Sometimes it’s so painful that all you can do is laugh.

You have these friends who are always sad and struggling and talking about how bad their life is. And then you invite them to join you in receiving the word of life and they come up with the silliest excuses. The meeting time is too early. Then, it’s too late. The gathering is too formal. Then, it’s too loose. They’re too busy to come to the gathering, but they’re never too busy to moan for hours about how much they’re struggling.

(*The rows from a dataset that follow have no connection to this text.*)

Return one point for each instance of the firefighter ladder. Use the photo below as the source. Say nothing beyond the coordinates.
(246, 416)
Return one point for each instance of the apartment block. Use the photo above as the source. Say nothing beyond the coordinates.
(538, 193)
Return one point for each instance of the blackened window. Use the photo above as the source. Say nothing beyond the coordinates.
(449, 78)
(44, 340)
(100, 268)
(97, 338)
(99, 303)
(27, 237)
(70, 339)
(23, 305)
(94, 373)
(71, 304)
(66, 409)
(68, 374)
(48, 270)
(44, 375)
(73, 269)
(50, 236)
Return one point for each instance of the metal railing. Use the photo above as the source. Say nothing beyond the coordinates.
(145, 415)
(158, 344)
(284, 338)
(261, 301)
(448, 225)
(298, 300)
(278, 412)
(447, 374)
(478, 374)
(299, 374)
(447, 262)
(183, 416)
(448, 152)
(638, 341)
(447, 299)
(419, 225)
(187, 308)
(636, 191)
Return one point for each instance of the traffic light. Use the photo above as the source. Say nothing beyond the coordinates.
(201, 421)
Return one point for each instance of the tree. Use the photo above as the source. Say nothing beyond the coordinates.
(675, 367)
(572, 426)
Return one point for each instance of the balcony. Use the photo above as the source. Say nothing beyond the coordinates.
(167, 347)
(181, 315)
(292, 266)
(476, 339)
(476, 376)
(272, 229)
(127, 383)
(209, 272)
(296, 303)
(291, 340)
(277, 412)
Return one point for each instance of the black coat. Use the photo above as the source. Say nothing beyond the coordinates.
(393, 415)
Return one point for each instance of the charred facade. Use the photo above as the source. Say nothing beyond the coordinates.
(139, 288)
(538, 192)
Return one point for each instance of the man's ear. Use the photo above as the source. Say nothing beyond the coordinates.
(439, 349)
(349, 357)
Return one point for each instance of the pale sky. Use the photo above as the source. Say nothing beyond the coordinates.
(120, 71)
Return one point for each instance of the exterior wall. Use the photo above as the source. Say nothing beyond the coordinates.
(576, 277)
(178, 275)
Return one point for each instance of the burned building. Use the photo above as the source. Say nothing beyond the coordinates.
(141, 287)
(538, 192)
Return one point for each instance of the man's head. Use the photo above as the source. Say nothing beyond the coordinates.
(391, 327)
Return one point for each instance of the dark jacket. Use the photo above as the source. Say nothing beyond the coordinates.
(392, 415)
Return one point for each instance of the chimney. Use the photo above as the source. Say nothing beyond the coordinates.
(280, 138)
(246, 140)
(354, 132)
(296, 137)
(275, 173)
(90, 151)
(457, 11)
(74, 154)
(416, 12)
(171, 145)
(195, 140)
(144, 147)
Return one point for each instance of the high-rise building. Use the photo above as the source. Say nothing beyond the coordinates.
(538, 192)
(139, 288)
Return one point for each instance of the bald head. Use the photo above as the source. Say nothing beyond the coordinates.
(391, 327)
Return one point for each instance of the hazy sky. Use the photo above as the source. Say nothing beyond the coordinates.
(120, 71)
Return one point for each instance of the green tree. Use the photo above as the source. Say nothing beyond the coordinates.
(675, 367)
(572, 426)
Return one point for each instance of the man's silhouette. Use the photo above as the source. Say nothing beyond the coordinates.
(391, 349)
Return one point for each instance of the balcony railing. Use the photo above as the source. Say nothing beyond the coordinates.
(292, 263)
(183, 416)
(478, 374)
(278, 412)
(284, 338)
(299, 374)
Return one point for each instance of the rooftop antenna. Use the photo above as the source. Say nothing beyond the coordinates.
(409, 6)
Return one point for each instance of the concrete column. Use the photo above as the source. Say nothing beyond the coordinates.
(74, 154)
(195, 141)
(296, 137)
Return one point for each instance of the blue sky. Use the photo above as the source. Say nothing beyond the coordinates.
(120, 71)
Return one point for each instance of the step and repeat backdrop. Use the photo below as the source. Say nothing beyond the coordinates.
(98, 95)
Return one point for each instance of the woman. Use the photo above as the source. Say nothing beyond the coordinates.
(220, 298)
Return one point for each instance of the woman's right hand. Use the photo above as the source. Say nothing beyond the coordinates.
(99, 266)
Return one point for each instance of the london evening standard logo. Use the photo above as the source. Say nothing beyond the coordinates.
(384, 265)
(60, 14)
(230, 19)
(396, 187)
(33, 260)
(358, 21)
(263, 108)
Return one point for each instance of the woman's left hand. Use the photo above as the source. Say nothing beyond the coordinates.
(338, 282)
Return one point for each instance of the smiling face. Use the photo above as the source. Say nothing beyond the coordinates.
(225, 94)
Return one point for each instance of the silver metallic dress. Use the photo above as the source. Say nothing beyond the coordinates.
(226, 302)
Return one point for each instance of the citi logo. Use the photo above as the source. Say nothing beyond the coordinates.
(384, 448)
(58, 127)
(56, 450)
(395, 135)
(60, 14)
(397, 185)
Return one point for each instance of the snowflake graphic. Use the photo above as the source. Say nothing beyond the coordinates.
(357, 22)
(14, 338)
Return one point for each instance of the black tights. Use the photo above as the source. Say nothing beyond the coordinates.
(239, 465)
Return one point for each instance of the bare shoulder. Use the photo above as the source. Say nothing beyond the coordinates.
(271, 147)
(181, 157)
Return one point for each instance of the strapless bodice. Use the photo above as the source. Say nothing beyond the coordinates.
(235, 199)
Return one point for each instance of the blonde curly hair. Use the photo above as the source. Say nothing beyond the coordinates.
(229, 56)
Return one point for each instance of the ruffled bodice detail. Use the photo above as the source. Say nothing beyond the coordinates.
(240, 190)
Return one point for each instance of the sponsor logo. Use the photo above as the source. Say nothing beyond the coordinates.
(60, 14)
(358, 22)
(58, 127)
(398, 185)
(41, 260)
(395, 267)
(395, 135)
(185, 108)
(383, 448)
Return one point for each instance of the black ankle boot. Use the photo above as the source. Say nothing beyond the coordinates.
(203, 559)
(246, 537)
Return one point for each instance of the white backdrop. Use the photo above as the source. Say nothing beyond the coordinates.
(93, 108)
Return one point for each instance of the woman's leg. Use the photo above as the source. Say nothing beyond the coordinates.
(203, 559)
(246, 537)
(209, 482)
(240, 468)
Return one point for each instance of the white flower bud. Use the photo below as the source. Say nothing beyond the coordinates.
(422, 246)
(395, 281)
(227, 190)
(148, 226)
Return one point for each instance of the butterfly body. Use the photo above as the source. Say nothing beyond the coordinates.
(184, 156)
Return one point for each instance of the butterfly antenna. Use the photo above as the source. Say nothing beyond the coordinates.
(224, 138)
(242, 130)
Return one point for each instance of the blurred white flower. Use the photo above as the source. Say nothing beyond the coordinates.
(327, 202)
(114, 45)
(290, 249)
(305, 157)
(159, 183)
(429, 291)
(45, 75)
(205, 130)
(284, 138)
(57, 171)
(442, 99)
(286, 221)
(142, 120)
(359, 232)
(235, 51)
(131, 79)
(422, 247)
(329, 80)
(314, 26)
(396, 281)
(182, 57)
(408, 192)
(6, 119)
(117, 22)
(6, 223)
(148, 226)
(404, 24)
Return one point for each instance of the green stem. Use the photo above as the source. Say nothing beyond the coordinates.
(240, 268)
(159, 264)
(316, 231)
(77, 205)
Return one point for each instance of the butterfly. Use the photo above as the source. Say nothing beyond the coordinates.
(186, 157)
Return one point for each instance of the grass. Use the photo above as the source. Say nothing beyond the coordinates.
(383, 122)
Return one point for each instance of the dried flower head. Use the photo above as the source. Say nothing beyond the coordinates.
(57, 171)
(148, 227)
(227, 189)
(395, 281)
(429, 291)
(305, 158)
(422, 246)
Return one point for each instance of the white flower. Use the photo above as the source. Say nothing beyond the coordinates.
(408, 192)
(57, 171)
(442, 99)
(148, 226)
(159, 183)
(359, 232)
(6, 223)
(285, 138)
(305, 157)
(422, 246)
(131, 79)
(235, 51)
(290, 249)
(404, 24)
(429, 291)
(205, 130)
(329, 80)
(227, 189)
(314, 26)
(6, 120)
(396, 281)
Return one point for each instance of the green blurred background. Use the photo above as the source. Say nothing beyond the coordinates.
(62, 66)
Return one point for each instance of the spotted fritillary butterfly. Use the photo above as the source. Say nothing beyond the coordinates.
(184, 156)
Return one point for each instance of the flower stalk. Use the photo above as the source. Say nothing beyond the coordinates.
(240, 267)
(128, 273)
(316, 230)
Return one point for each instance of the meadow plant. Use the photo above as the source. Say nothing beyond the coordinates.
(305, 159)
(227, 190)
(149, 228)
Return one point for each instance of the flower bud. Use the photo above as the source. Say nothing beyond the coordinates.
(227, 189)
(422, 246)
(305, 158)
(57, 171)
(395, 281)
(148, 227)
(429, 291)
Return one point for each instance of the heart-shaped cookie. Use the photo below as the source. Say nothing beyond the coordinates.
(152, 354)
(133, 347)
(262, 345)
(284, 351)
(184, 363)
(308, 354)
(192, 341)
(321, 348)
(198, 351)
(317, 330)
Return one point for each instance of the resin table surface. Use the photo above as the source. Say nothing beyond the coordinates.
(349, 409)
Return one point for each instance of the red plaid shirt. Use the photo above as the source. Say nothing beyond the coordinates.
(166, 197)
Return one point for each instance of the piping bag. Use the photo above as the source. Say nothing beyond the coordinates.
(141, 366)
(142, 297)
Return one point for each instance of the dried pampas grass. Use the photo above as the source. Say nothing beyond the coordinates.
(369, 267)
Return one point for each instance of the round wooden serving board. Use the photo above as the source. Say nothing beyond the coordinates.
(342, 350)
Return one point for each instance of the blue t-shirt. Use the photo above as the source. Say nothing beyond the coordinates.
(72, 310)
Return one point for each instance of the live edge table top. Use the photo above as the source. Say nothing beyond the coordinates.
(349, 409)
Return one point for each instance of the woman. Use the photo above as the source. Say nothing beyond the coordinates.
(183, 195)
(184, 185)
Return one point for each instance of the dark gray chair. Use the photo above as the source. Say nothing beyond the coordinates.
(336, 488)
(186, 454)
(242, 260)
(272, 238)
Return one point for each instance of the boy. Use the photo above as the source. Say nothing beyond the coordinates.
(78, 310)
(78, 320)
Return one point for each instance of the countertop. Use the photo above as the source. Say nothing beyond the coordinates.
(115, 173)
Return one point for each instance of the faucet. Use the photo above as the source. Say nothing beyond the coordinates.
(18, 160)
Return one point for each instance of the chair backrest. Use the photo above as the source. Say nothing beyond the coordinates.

Jesus understood that all too well. In Matthew 17:19, he summarizes his generation this way:

17 “‘We played the pipe for you, 
and you did not dance; 
we sang a dirge, 
and you did not mourn.’

18 For John came neither eating nor drinking, and they say, ‘He has a demon.’ 19 The Son of Man came eating and drinking, and they say, ‘Here is a glutton and a drunkard, a friend of tax collectors and sinners.’”

If that were the end of the story, it would be a rather discouraging one, indeed. But fortunately there’s another theme that runs all the way through the Scripture. The Apostle Paul describes it this way in Romans 10:19-20:

“I will make you envious by those who are not a nation;
I will make you angry by a nation that has no understanding.”[j]

20 … “I was found by those who did not seek me;
I revealed myself to those who did not ask for me.”

Never forget that the reason you’re here in the first place is because the people who should have believed, rejected the invitation of Christ.

But the Apostle Paul warns us in Romans 11 that that fact should make us humble, not proud:

17 If some of the branches have been broken off, and you, though a wild olive shoot, have been grafted in among the others and now share in the nourishing sap from the olive root, 18 do not consider yourself to be superior to those other branches. If you do, consider this: You do not support the root, but the root supports you. 19 You will say then, “Branches were broken off so that I could be grafted in.” 20 Granted. But they were broken off because of unbelief, and you stand by faith. Do not be arrogant, but tremble. 21 For if God did not spare the natural branches, he will not spare you either.

22 Consider therefore the kindness and sternness of God: sternness to those who fell, but kindness to you, provided that you continue in his kindness. Otherwise, you also will be cut off. 23 And if they do not persist in unbelief, they will be grafted in, for God is able to graft them in again. 24 After all, if you were cut out of an olive tree that is wild by nature, and contrary to nature were grafted into a cultivated olive tree, how much more readily will these, the natural branches, be grafted into their own olive tree!

And this is what the story we’ll be learning about in next week’s blog posts is all about. It weaves together all three of those themes that we just mentioned:

    • God reaches out to the people who should respond to him, and they don’t; so
    • God reaches the people who no one thinks will respond to him, and they do; but
    • their response should lead to gratitude and humility, not pride.

The story is called the Parable of the Wedding Feast, and Jesus tells it to the chief priests and the Pharisees – those who should have responded to his invitation to feast –  but didn’t.

In what ways are you like those who mumble and groan about their circumstances but don’t accept help when it comes? Are you not responding to God in an area you should be?